Illinois legislators on Wednesday sent a bill to the desk of Gov. J.B. Pritzker (D) that would require libraries to adopt policies prohibiting book bans to remain eligible for state grants.
The legislation is the first of its kind in the country, said Secretary of State Alexi Giannoulias (D), who has been vocal against banning books and led the charge for the state’s bill.
It comes as book bans across the United States reached record highs during the last school year and are expected to continue proliferating, according to national organizations. Originally filed in February, the bill passed Wednesday in the Illinois Senate on a 39-19 vote along party lines.
In 2022, there were 67 attempts to ban books in Illinois, up from 41 the previous year, Giannoulias’s office said in a news release Wednesday, citing data from the American Library Association. The organization said there were 1,269 demands to censor library books and resources across the United States that same year.
“It’s honestly hard and deeply disheartening to figure out how we even got to this point,” Giannoulias said in a news conference after the vote. “Regardless, it’s shameful that it’s gotten this far, and I’m proud that in Illinois, we’re the first state in the country to do something about it.”
On Thursday, Pritzker said in a tweet that he plans to sign the bill. In his State of the State address in February, the governor spoke directly about censorship and book bans in schools.
“It’s an ideological battle by the right wing, hiding behind a claim that they would protect our children, but whose real intention is to marginalize people and ideas they don’t like,” Pritzker said.
Rep.
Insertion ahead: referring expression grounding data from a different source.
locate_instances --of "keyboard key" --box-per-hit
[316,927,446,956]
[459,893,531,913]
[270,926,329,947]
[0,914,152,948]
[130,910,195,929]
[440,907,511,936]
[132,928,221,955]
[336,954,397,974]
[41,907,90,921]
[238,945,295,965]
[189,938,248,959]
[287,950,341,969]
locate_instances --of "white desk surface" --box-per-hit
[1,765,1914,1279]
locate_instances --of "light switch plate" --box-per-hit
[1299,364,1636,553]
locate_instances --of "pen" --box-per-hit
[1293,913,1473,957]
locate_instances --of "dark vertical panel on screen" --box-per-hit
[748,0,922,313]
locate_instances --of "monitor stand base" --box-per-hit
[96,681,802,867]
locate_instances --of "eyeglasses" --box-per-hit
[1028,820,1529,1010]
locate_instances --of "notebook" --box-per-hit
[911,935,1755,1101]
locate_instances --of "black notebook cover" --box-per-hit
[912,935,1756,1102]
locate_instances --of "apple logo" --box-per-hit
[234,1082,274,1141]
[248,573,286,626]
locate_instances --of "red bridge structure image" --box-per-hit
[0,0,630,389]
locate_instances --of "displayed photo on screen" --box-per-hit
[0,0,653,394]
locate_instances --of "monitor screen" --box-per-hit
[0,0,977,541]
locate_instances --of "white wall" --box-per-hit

Anne Stava-Murray (D), one of the sponsors of House Bill 2789, cited a dispute in her district that inspired her to learn more about book bans.
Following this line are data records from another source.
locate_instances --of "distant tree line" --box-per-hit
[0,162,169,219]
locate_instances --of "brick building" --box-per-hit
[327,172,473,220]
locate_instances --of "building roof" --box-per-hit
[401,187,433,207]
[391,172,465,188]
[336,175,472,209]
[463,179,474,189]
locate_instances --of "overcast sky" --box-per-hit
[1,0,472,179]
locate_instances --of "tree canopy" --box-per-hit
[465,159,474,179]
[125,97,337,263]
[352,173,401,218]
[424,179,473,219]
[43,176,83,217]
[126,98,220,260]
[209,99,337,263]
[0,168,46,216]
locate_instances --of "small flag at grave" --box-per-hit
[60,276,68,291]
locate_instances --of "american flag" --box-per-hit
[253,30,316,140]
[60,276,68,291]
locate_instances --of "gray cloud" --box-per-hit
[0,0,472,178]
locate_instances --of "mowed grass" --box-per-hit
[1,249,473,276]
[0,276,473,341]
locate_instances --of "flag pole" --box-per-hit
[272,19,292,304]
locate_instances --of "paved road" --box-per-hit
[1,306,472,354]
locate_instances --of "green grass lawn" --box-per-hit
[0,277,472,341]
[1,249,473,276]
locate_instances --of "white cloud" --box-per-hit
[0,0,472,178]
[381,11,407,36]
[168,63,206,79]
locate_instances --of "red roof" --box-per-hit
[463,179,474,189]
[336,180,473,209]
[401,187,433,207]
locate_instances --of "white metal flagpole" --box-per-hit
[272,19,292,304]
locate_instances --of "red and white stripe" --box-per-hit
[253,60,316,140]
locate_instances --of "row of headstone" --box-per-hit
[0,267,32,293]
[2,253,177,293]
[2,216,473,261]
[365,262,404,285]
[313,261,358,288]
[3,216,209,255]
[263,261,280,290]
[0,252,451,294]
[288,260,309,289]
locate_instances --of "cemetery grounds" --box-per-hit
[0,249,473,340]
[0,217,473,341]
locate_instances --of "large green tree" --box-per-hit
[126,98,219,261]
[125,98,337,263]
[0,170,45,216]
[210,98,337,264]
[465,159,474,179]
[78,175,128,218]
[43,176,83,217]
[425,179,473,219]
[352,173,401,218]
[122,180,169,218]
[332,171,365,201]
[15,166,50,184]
During the 2021-22 school year, members of the Proud Boys, a far-right group with a history of violence, attended school board meetings for Community High School District 99 as it weighed whether to keep the book “Gender Queer” on its shelves, the Chicago Sun-Times reported.
“Gender Queer,” written by the nonbinary author Maia Kobabe, includes themes of gender and sexuality and has been subject to book bans across the United States. In 2022, the graphic novel was at the top of the American Library Association’s list of most challenged books, adding that it was debated for its LGBTQ+ and “sexually explicit” content.
Ultimately, the District 99 school board voted to keep the book at Downers Grove North and South high schools, according to the Sun-Times.
But after seeing the board face what Stava-Murray described as an “obnoxious campaign of public bigotry,” she said she looked into the issue and found attempts to ban books were happening across the state at an alarming rate.
When Giannoulias asked if she would sponsor HB 2789, it was a “hearty yes,” she said during the Wednesday news conference.
Banning books “isn’t about keeping people safe — it’s about keeping them marginalized,” Stava-Murray said. “The goal of this legislation is to nip that sort of behavior in the bud by making it clear that suppressing viewpoints, perspectives or information using state funds is simply no longer an option.”
If Pritzker signs the bill, as he has indicated he will, libraries would be required to either adopt the American Library Association’s Bill of Rights or develop their own written statement that prohibits banning books or other materials so that they can remain eligible for state funding.
The ALA’s Library Bill of Rights states that libraries should not exclude items “because of the origin, background, or views of those contributing to their creation” and should not remove books “because of partisan or doctrinal disapproval.”
Noncompliant libraries in the state could risk losing significant funding. During the last fiscal year, Giannoulias’ office awarded more than $62 million through 1,631 grants — 97 percent of which went to public and school libraries.
On Wednesday, Giannoulias quoted author Ray Bradbury, who wrote the 1953 novel “Fahrenheit 451,” about a fictional society where books have been outlawed: “You don’t have to burn books to destroy a culture. Just get people to stop reading them.”
Giannoulias said the bill protects freedom of speech and the “freedom to think critically.”
“Just because books aren’t burned in a local town square doesn’t make restricting public access to them any more acceptable,” he said.
If it is signed, the law would take effect on Jan. 1.